Cerré los ojos y volví a dormir, pero mis sueños fueron de un pasado más reciente.

Soñé con la antigua época en que había sido esposa y madre. No me gustaban esos sueños y desperté al amanecer.

Las mejores horas para explorar las ruinas son el alba y el ocaso. Cuando el sol está bajo, las sombras revelan en las piedras de los templos débiles imágenes de grabados antiguos. Delatan irregularidades que pueden ocultar restos de escalinatas, plazas, muros y caminos. Las sombras arrojan un aire de misterio al tumulto de rocas que alguna vez fue una ciudad y desvelan tantos secretos como los que esconden.

Me marché de la choza para caminar por las ruinas. Era sábado y el desayuno se serviría tarde. Paseé sola por el silencioso campamento. Los pollos buscaban insectos entre los pastos. Una lagartija que tomaba el primer sol de la mañana sobre una roca me observó y corrió a refugiarse en la hendija de un muro. En el monte, un pájaro cantaba en dos tonos: grave, agudo, grave, agudo, reiterativo como un niño que acabara de aprender a silbar. El sol apenas se había asomado y el aire era relativamente fresco.

Mientras caminaba, palpé el amuleto de la suerte que llevaba en el bolsillo: una moneda de plata que Tony me había regalado cuando ambos éramos estudiantes de posgrado. El dibujo era una antigua moneda romana. El mismo Tony había fundido la plata en un taller de orfebrería y me la regaló el día del aniversario de mi divorcio.
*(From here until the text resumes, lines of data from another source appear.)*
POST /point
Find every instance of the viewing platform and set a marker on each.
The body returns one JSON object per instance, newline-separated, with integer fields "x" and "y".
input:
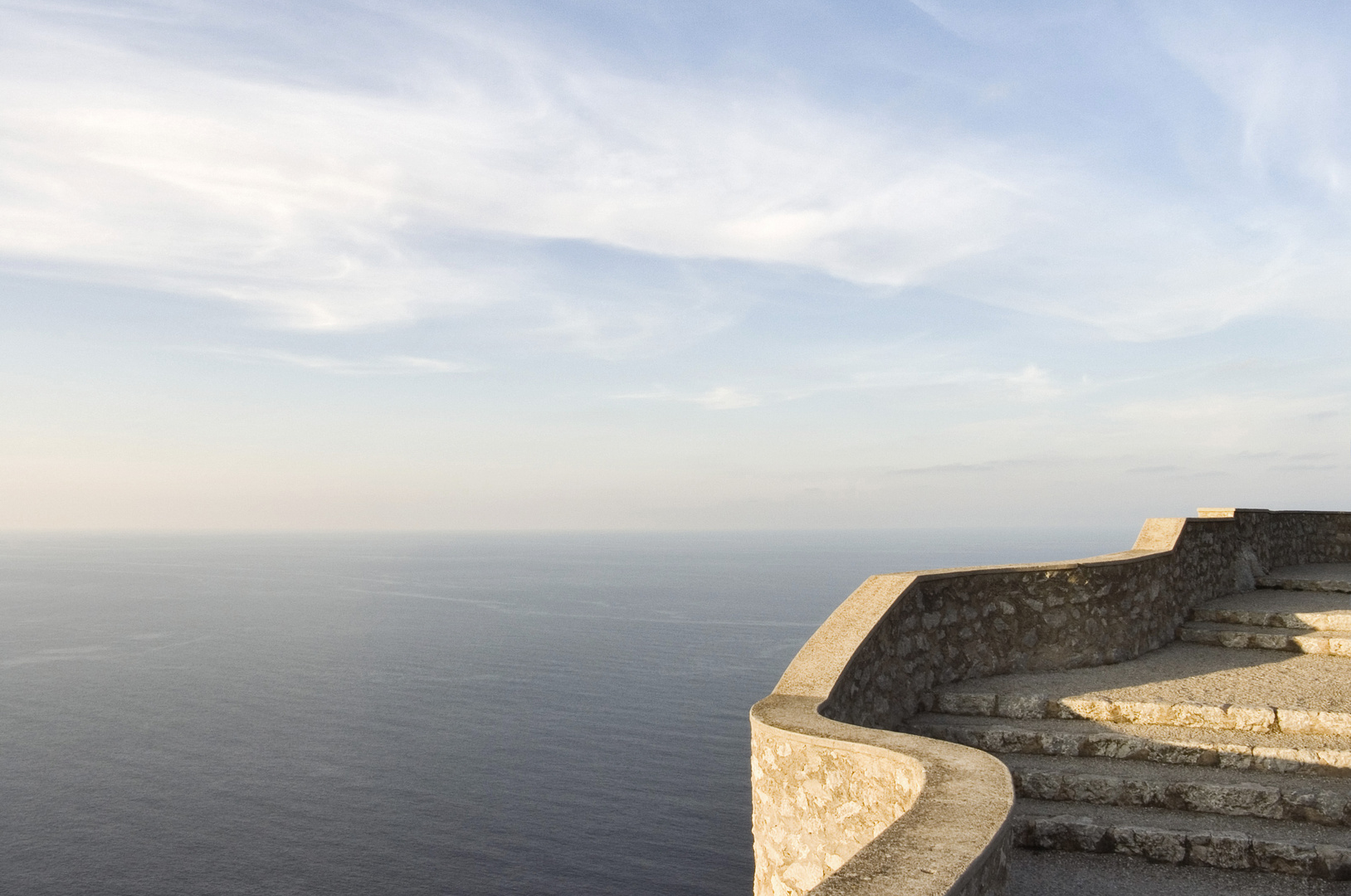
{"x": 1075, "y": 728}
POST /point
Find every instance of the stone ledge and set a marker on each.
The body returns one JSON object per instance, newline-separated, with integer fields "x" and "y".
{"x": 1209, "y": 848}
{"x": 885, "y": 650}
{"x": 953, "y": 841}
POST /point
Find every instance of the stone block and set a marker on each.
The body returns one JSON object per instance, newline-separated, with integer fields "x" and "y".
{"x": 1023, "y": 706}
{"x": 1285, "y": 859}
{"x": 1220, "y": 849}
{"x": 968, "y": 703}
{"x": 1150, "y": 844}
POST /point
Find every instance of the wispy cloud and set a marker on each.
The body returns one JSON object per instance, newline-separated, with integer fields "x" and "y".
{"x": 327, "y": 364}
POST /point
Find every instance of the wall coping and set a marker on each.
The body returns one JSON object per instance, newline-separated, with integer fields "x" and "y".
{"x": 954, "y": 840}
{"x": 959, "y": 819}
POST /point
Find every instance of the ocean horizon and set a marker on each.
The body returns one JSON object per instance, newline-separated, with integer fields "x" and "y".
{"x": 412, "y": 713}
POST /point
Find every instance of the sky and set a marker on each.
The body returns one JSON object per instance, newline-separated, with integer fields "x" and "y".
{"x": 671, "y": 265}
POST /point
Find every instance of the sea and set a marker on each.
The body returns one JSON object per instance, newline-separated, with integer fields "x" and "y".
{"x": 471, "y": 713}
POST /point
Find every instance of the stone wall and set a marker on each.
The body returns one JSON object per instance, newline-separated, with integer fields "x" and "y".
{"x": 828, "y": 768}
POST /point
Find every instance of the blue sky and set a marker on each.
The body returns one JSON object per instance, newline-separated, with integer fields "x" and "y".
{"x": 671, "y": 265}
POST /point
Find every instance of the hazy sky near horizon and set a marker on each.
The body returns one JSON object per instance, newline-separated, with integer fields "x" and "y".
{"x": 597, "y": 264}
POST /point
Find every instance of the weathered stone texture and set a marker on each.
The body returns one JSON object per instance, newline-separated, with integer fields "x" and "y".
{"x": 880, "y": 657}
{"x": 817, "y": 803}
{"x": 958, "y": 625}
{"x": 1212, "y": 849}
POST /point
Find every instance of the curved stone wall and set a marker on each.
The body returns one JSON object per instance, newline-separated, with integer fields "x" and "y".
{"x": 843, "y": 805}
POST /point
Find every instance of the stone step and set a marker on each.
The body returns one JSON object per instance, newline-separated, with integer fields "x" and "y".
{"x": 1327, "y": 644}
{"x": 1183, "y": 713}
{"x": 1187, "y": 838}
{"x": 1170, "y": 745}
{"x": 1256, "y": 608}
{"x": 1054, "y": 874}
{"x": 1304, "y": 584}
{"x": 1183, "y": 786}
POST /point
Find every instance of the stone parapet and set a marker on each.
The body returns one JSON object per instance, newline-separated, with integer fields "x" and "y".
{"x": 845, "y": 805}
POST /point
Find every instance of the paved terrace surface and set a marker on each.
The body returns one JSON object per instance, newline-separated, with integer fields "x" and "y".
{"x": 1226, "y": 753}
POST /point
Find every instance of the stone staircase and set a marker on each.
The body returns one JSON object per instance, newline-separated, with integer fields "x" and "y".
{"x": 1226, "y": 749}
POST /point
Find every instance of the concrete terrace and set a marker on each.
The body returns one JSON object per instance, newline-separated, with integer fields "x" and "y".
{"x": 1174, "y": 718}
{"x": 1228, "y": 749}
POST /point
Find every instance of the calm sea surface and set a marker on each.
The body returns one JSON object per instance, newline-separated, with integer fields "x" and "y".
{"x": 410, "y": 713}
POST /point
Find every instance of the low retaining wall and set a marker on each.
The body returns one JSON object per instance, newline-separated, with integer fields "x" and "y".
{"x": 846, "y": 805}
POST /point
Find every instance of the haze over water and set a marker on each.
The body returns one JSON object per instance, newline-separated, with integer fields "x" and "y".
{"x": 410, "y": 713}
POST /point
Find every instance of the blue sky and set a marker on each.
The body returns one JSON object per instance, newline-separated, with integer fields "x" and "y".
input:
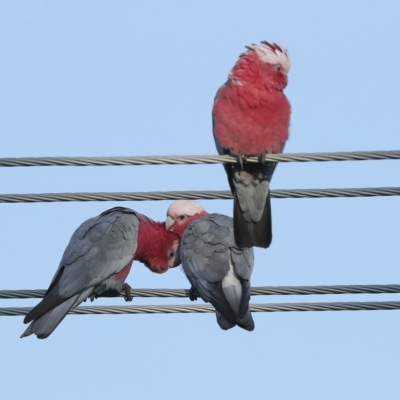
{"x": 109, "y": 78}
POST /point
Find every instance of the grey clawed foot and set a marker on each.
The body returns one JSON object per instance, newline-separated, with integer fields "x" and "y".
{"x": 241, "y": 158}
{"x": 127, "y": 289}
{"x": 93, "y": 296}
{"x": 193, "y": 294}
{"x": 261, "y": 157}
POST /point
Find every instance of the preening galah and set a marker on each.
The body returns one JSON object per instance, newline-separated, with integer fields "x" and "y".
{"x": 218, "y": 270}
{"x": 251, "y": 117}
{"x": 97, "y": 261}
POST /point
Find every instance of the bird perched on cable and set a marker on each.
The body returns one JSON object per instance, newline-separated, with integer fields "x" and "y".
{"x": 251, "y": 117}
{"x": 218, "y": 270}
{"x": 97, "y": 261}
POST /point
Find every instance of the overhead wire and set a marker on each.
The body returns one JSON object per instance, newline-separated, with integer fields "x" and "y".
{"x": 195, "y": 159}
{"x": 172, "y": 309}
{"x": 255, "y": 291}
{"x": 194, "y": 195}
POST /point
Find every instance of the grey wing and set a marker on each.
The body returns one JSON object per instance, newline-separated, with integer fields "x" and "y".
{"x": 216, "y": 268}
{"x": 99, "y": 248}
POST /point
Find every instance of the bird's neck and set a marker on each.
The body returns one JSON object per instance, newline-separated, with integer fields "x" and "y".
{"x": 179, "y": 229}
{"x": 151, "y": 249}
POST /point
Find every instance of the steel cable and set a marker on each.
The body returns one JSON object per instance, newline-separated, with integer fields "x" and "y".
{"x": 287, "y": 307}
{"x": 255, "y": 291}
{"x": 193, "y": 195}
{"x": 193, "y": 159}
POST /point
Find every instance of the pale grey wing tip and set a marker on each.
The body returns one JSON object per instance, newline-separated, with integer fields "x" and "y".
{"x": 223, "y": 323}
{"x": 28, "y": 331}
{"x": 247, "y": 322}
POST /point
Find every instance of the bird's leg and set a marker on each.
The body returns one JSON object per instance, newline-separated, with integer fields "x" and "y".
{"x": 193, "y": 294}
{"x": 241, "y": 159}
{"x": 93, "y": 296}
{"x": 127, "y": 289}
{"x": 261, "y": 157}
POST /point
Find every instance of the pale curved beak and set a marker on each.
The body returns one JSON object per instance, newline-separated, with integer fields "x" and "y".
{"x": 169, "y": 223}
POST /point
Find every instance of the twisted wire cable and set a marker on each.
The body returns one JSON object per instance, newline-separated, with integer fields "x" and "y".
{"x": 206, "y": 159}
{"x": 287, "y": 307}
{"x": 193, "y": 195}
{"x": 255, "y": 291}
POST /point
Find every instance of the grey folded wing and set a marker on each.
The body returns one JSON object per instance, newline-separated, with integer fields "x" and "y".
{"x": 99, "y": 248}
{"x": 209, "y": 256}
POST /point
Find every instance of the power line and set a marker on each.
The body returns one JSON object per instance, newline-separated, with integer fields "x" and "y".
{"x": 287, "y": 307}
{"x": 194, "y": 195}
{"x": 206, "y": 159}
{"x": 255, "y": 291}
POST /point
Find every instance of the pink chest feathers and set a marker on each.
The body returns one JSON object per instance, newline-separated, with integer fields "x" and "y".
{"x": 249, "y": 121}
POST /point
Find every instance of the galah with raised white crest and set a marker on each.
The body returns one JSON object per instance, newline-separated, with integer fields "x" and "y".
{"x": 97, "y": 261}
{"x": 251, "y": 117}
{"x": 218, "y": 270}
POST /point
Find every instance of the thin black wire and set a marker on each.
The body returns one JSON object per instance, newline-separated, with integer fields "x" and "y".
{"x": 255, "y": 291}
{"x": 287, "y": 307}
{"x": 207, "y": 159}
{"x": 194, "y": 195}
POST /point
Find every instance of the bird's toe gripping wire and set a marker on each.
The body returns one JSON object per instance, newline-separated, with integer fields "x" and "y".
{"x": 193, "y": 294}
{"x": 127, "y": 289}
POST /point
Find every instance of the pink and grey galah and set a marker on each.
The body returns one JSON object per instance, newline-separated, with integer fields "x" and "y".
{"x": 97, "y": 261}
{"x": 251, "y": 117}
{"x": 217, "y": 269}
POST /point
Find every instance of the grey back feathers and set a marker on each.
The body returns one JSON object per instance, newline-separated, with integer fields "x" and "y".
{"x": 101, "y": 247}
{"x": 218, "y": 270}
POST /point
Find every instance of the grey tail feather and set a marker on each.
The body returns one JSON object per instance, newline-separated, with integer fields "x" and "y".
{"x": 247, "y": 322}
{"x": 44, "y": 326}
{"x": 51, "y": 300}
{"x": 223, "y": 323}
{"x": 248, "y": 234}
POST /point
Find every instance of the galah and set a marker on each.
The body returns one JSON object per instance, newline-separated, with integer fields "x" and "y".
{"x": 251, "y": 117}
{"x": 97, "y": 261}
{"x": 218, "y": 270}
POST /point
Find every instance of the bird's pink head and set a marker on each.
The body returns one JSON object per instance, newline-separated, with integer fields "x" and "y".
{"x": 157, "y": 247}
{"x": 263, "y": 64}
{"x": 180, "y": 213}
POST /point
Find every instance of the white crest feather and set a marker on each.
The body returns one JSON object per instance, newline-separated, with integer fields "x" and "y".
{"x": 272, "y": 54}
{"x": 184, "y": 207}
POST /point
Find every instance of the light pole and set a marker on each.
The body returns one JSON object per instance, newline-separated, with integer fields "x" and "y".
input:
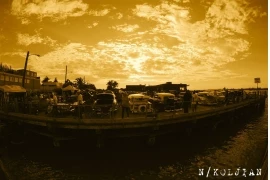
{"x": 25, "y": 66}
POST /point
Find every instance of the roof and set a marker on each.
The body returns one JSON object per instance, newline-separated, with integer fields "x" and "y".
{"x": 12, "y": 88}
{"x": 138, "y": 96}
{"x": 69, "y": 88}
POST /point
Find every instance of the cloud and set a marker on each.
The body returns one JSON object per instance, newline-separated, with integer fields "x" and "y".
{"x": 94, "y": 24}
{"x": 57, "y": 10}
{"x": 103, "y": 12}
{"x": 126, "y": 27}
{"x": 26, "y": 40}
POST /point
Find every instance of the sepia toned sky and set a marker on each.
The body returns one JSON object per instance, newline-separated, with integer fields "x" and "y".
{"x": 203, "y": 43}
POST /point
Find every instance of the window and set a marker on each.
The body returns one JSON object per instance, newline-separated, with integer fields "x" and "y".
{"x": 11, "y": 79}
{"x": 2, "y": 77}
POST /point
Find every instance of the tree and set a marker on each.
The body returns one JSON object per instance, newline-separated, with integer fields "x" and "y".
{"x": 46, "y": 79}
{"x": 80, "y": 83}
{"x": 111, "y": 85}
{"x": 67, "y": 83}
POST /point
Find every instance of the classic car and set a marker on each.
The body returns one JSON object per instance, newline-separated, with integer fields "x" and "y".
{"x": 105, "y": 104}
{"x": 138, "y": 103}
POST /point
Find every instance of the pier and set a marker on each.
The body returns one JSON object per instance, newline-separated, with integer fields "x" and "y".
{"x": 148, "y": 125}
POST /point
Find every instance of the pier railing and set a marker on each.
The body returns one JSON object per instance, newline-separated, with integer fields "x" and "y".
{"x": 88, "y": 111}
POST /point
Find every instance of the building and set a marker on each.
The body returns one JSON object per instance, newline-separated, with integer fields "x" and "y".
{"x": 167, "y": 87}
{"x": 138, "y": 88}
{"x": 32, "y": 82}
{"x": 50, "y": 86}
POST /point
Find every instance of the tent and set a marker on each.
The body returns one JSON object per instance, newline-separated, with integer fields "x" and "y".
{"x": 12, "y": 89}
{"x": 69, "y": 88}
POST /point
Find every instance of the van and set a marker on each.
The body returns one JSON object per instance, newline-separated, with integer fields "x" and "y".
{"x": 138, "y": 103}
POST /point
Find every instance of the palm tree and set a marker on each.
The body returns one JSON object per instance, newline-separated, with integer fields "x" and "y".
{"x": 111, "y": 85}
{"x": 80, "y": 83}
{"x": 67, "y": 83}
{"x": 46, "y": 79}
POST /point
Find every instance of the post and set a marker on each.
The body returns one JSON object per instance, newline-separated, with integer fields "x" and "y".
{"x": 66, "y": 74}
{"x": 25, "y": 67}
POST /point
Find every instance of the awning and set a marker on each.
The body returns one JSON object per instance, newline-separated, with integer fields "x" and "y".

Siempre la llevaba conmigo, y al deslizar el dedo sobre el borde acordonado advertí que me sentía nerviosa.

Estaba alterada, inquieta y perturbada por mis sueños y por el recuerdo de la vieja llamada Zuhuy-kak. Me sobresalté cuando cuatro avecillas echaron a volar desde un arbusto cercano, y tropecé cuando una lagartija se cruzó en mi camino. Mi encuentro con Zuhuy-kak me había dejado más turbada de lo que estaba dispuesta a admitir, aun para mis adentros.

Seguí el sendero polvoriento rumbo al cenote. Sobre el horizonte, alcancé a ver los restos de la vieja iglesia española. En 1568, los españoles habían extraído piedras de los antiguos templos mayas y las habían empleado en una nueva iglesia, erigida para los nuevos dioses sobre los huesos de los viejos. Su iglesia no había prosperado más que los templos mayas. Lo único que quedaba de ella era un amplio arco y los restos de una pared.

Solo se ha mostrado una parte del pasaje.